Professor Mark Gussy admits there’s usually not a lot of room for creativity in his day.
He laughs until now, the closest he’d got to the uni’s arts facilities was on his daily walk past to the Student Union cafe.
“I walk past this building every day when I go to lunch, and I certainly didn’t know we had all this equipment in here,” he says from the colourful confines of the print making room.
“And it’s fantastic.”
A month ago the head of the Bendigo campus’ Dentistry and Oral Health department signed up for local alumni Jacqui Comer’s print making course.
Jacqui – an accomplished fine artist whose work is represented in many national collections – has been tasked with helping re-invigorate the print room, once the darling of the arts facilities.
“I’d forgotten how much fun print making can be,” she says, three-weeks into the five-week course.
Jacqui says the art is enjoying a resurgence in central Victoria, having taken a brief hiatus to the digital world.
Her course is introducing locals to the techniques, and history, that she became hooked on 20 years ago.
“It’s fascinating,” she says.
“Toulouse was the first one to use printmaking, for advertising posters 100 years ago.”

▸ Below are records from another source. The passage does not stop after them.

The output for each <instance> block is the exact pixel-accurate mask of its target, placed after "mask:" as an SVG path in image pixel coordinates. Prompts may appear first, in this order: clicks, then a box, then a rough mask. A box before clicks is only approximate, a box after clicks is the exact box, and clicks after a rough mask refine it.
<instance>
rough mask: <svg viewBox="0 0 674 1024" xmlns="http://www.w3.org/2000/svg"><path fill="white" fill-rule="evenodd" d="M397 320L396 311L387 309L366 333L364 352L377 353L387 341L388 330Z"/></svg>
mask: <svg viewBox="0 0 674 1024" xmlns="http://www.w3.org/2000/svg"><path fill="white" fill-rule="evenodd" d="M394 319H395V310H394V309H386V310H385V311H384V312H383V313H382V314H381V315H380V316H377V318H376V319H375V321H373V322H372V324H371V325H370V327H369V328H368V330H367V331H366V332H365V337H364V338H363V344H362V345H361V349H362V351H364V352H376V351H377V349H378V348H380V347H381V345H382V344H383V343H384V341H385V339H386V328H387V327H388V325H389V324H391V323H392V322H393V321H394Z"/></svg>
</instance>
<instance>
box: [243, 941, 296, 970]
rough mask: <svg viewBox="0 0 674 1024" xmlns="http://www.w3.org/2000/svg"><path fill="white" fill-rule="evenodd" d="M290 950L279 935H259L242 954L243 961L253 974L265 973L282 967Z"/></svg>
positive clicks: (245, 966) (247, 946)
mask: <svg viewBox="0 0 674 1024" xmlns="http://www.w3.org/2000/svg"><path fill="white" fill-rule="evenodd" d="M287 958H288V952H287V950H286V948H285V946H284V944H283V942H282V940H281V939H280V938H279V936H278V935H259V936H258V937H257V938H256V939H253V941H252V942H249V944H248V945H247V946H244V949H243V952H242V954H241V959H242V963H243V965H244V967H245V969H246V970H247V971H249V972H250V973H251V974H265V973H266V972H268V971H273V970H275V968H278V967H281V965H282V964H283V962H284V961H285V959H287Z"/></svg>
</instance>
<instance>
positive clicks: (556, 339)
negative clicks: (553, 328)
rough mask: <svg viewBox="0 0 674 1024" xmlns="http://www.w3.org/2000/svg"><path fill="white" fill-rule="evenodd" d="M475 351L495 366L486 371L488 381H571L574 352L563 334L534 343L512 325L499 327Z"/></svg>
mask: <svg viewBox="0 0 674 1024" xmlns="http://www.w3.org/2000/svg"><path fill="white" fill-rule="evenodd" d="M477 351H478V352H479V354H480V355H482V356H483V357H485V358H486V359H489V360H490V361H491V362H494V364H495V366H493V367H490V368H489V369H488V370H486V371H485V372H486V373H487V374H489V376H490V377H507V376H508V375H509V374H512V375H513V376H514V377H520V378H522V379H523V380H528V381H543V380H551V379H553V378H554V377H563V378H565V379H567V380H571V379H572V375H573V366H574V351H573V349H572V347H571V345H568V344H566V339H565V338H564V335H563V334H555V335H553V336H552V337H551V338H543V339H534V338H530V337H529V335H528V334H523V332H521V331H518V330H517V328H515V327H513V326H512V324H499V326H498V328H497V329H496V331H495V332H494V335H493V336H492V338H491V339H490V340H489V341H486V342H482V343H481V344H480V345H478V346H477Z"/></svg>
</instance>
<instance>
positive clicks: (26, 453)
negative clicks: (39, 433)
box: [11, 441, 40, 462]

Mark is one of ten students in the course. There’s also another dentist, a cartographer, a handful of arts students and others who want to get back into their art.
He says it’s been a great experience learning from them all.
“My days are spent as an academic. Teaching, researching, and doing lots of admin. It’s quite different to this sort of thing,” he says. “Although this is also process-driven, which suits my personality.
“The chance to get creative is great, but it’s also a time to completely immerse myself in something. The classes are three-hours long, but that time moves along very quickly.”
Jacqui describes Mark as a “true minimalist” in style. He’s applied his unique eye to various print making forms, which he’s looking forward to seeing on the walls at home.
“Although it’s quite technical sometimes what you end up with is really surprising. When the picture is revealed it has a real element of delight,” he says.
“When you pull back the paper you never quite know what you’re going to see. It’s exciting.
“I’ve done ceramics and I’ve tried to do drawing, which I wasn’t very good at.
“I think I’ve finally found my medium.”
Mark has worked at the Bendigo campus since the Dentistry and Oral Health department opened in 2008. Before that he taught at the Melbourne Dental School for 11 years.
In Bendigo he has around 80 dental and oral health students.
“I don’t think they would guess I have any sort of creativity within me,” he laughs, agreeing that sometimes, all that’s needed is to find what drives you.
“I need to explore the rest of the building now, it’s a real treasure La Trobe has here.
“The library is another great resource. I’ve borrowed some fantastic texts and magazines on print making that Jacqui has recommended, which look at the history as well as the techniques.
“I’m really hoping there will be a printmaking course part two.”
Jacqui says she’s planning to run further courses, during the day and after hours to cater for more students.
Anyone in the community is welcome to come and learn and use the professional equipment now fully cranked back to life.